Eu continuei sentado observando ele debruçado sobre o balcão com o rosto tão próximo da xícara que eu pensei que seu nariz fino ia entrar nela.
- Amor, eu acho melhor parar ou senão você vai ficar vesgo.
- Não me desconcentra! Tá dando certo.
- Me deixa ver...
- Não! Fica aí na mesa.
Ele mordeu a língua e continuou o trabalho minucioso.
Até que sorriu.
- Terminei.
Ele colocou a xícara num pires e imitou um garçom com o braço no ar.
- Aqui está senhor. – ele disse em francês atrás de mim e depositou a xícara na minha frente.
Eu fiquei em silêncio enquanto ele continuava parado me observando ler.
Na xícara dizia: Veux tu m’épouser? Seguida de um pequeno coração.
Aquilo significava “Quer casar comigo?” em francês. Um calor correu por minha barriga mesmo sem beber do café. No meio do meu silêncio ele, ainda em minhas costas, depositou a caixinha preta com as duas alianças na mesa ao lado da xícara. Eu relutei.
- Rafael, por favor... Não podemos fazer isso... Você sabe que não podemos. Você ainda é um homem casado...
- Eu era! – ele deu dois passos até o balcão e jogou sobre a mesa os papéis do divórcio e partilha de bens. – Eu sou todo seu agora. Nada, e principalmente ninguém, pode mais nos impedir de ser feliz. Isso é tudo o que eu quero. Me dá mais essa felicidade. Casa comigo.
Eu não sabia se ria ou se chorava e acabou que as duas coisa vieram.
- Sim! É claro que caso com você!
Saltei sobre seu pescoço o enlaçando num abraço apertado e tantos beijos quanto consegui ainda insuficientes pra mostrar o quanto estava feliz.

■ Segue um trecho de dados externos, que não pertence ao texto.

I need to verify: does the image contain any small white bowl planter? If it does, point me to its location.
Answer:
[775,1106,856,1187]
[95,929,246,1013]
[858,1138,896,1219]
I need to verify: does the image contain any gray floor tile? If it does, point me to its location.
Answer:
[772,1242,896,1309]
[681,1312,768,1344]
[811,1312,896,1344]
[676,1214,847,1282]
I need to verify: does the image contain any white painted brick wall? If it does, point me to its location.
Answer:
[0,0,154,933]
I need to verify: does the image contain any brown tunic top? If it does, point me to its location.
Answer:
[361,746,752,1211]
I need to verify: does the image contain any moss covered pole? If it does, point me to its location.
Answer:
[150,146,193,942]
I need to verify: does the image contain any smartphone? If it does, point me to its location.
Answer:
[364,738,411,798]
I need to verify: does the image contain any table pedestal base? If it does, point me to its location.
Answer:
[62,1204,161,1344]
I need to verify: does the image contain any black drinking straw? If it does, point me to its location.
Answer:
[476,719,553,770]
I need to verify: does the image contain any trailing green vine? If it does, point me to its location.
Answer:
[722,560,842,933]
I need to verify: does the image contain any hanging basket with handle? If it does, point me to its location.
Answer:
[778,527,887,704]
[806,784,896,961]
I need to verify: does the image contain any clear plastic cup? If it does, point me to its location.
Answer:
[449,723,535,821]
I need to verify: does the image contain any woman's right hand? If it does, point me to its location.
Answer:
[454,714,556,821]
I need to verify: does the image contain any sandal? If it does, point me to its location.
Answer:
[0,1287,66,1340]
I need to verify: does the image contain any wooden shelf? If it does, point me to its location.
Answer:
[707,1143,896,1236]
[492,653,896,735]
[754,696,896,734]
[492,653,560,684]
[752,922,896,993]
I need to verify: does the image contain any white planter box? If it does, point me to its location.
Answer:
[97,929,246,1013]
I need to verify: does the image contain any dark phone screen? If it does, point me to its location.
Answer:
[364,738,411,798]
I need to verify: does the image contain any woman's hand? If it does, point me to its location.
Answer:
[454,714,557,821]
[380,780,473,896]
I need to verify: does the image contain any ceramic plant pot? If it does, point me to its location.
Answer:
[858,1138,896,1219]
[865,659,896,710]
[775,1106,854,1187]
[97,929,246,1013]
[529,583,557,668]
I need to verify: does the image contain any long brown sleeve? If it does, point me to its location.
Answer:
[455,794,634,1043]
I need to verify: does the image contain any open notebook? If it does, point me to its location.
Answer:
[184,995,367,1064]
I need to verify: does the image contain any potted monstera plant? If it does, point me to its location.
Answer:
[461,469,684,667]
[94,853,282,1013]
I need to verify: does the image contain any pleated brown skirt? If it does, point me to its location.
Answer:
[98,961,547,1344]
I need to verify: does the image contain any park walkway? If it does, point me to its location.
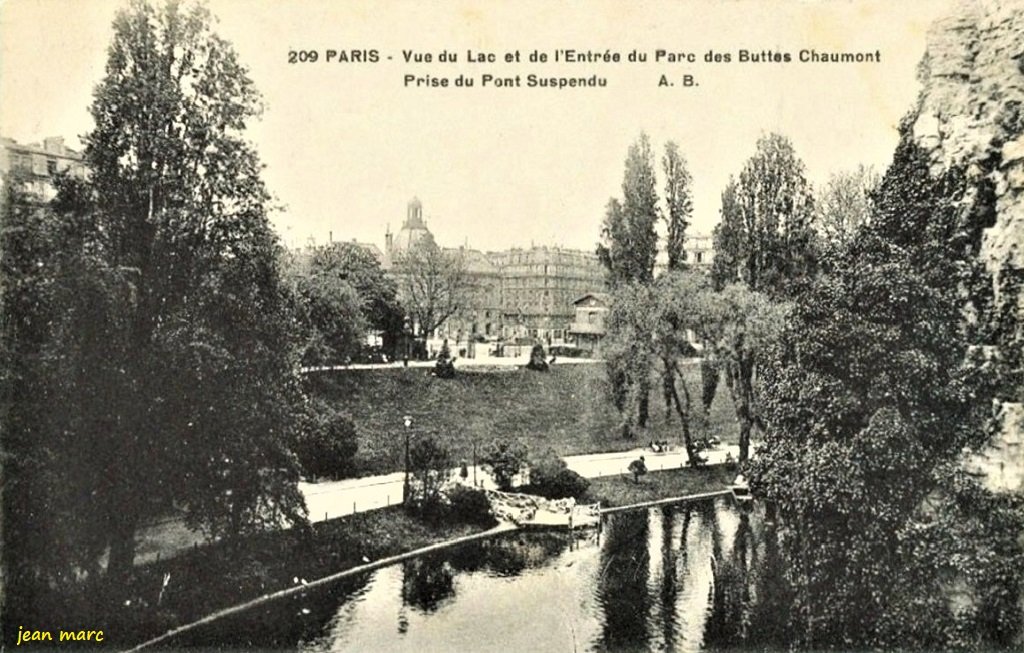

- Eu te amo! Eu te amo! – eu dizia entre os beijos.
Mais meses se passaram e logo já estávamos de novo prestes ao natal. Um ano desde que tudo aconteceu naquela ceio de natal improvisada. É incrível como o destino pode estar da maneira mais torta possível ao ser ver e no final de tudo ele sempre te leva ao melhor lugar. Eu encontrei meu porto seguro. O homem que eu amo e que, hoje, me ama. Eu aprendi a ter alguém na minha vida.
Ah e antes de eu terminar, sobre aquele “algo” que faltava pra mim lá no Brasil? Eu encontrei. Era amor. Não faltava alguém específico como eu pensava. Faltava amor. Amor por mim e então amor por alguém e de alguém.